Typically, when the trace is first triggered, the values of all items of architectural state information which may need to be reconstructed are traced. This architectural state information is typically provided from the processor to the ETM over a dedicated input bus. It will be appreciated that the trace bus has a maximum transmission bandwidth which can limit the amount of architectural state information that can be provided to the ETM at any one time.
Typically, the ETM generates a corresponding stream of trace elements representative of the architectural state information which is buffered in a trace buffer prior to output for subsequent analysis. Such a trace buffer is able to store a finite amount of trace elements and requires a dedicated output bus over which the trace elements to be output can be transmitted. The output bus also has a finite bandwidth. The trace buffer is generally arranged to store trace elements in a wrap-around manner, i.e. once the trace buffer is full, new data is typically arranged to overwrite the oldest data stored therein.

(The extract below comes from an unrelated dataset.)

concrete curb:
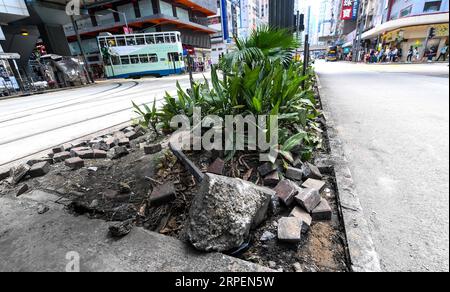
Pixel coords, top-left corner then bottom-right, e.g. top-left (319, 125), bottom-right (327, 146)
top-left (0, 83), bottom-right (96, 102)
top-left (315, 73), bottom-right (382, 272)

Typically, a trace analyzing tool is provided which then receives the trace elements from the trace buffer when desired; e.g. once the trace has completed. The trace analyzing tool can then reconstruct critical components of the architectural state information of the processor core using the stream of trace elements stored in the trace buffer. The trace analyzing tool can therefore reconstruct the behavior of the processor core based on the trace elements.

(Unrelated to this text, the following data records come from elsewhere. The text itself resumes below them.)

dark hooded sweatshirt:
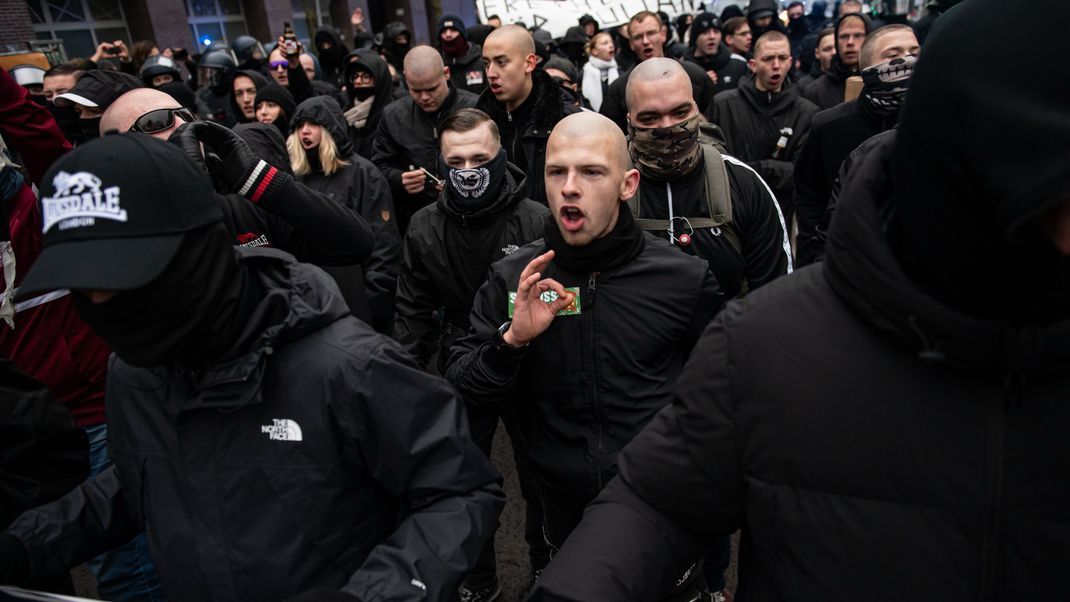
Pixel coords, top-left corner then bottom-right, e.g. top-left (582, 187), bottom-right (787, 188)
top-left (381, 22), bottom-right (412, 73)
top-left (800, 13), bottom-right (872, 110)
top-left (342, 49), bottom-right (395, 159)
top-left (708, 73), bottom-right (818, 221)
top-left (684, 44), bottom-right (750, 96)
top-left (291, 96), bottom-right (401, 332)
top-left (228, 69), bottom-right (269, 125)
top-left (393, 163), bottom-right (548, 371)
top-left (314, 29), bottom-right (349, 88)
top-left (528, 1), bottom-right (1070, 599)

As data processing systems increase in power and complexity, it is clear that the rate of trace information will increase. Hence, in order to reliably reconstruct the architectural state information it will be appreciated that there is potentially a very large volume of trace elements that need to be generated.
Whilst it is possible to increase the size and performance of the ETM to deal with the increase in data to be processed, it will be appreciated that such increases are undesirable since this results in increased power consumption and is costly in chip area. Furthermore, it is generally desirable to minimize the resources dedicated to ancillary activities such as trace which are not utilized during normal operation of the data processing apparatus.
However, when executing trace, the limitations of the ETM and its infrastructure can result in trace information being lost under certain circumstances.
Debugging effort constitutes a significant cost in the development of new hardware and software systems and losing trace information increases this debugging effort.
Accordingly, it is desired to provide a technique which minimizes the loss of architectural state information being traced.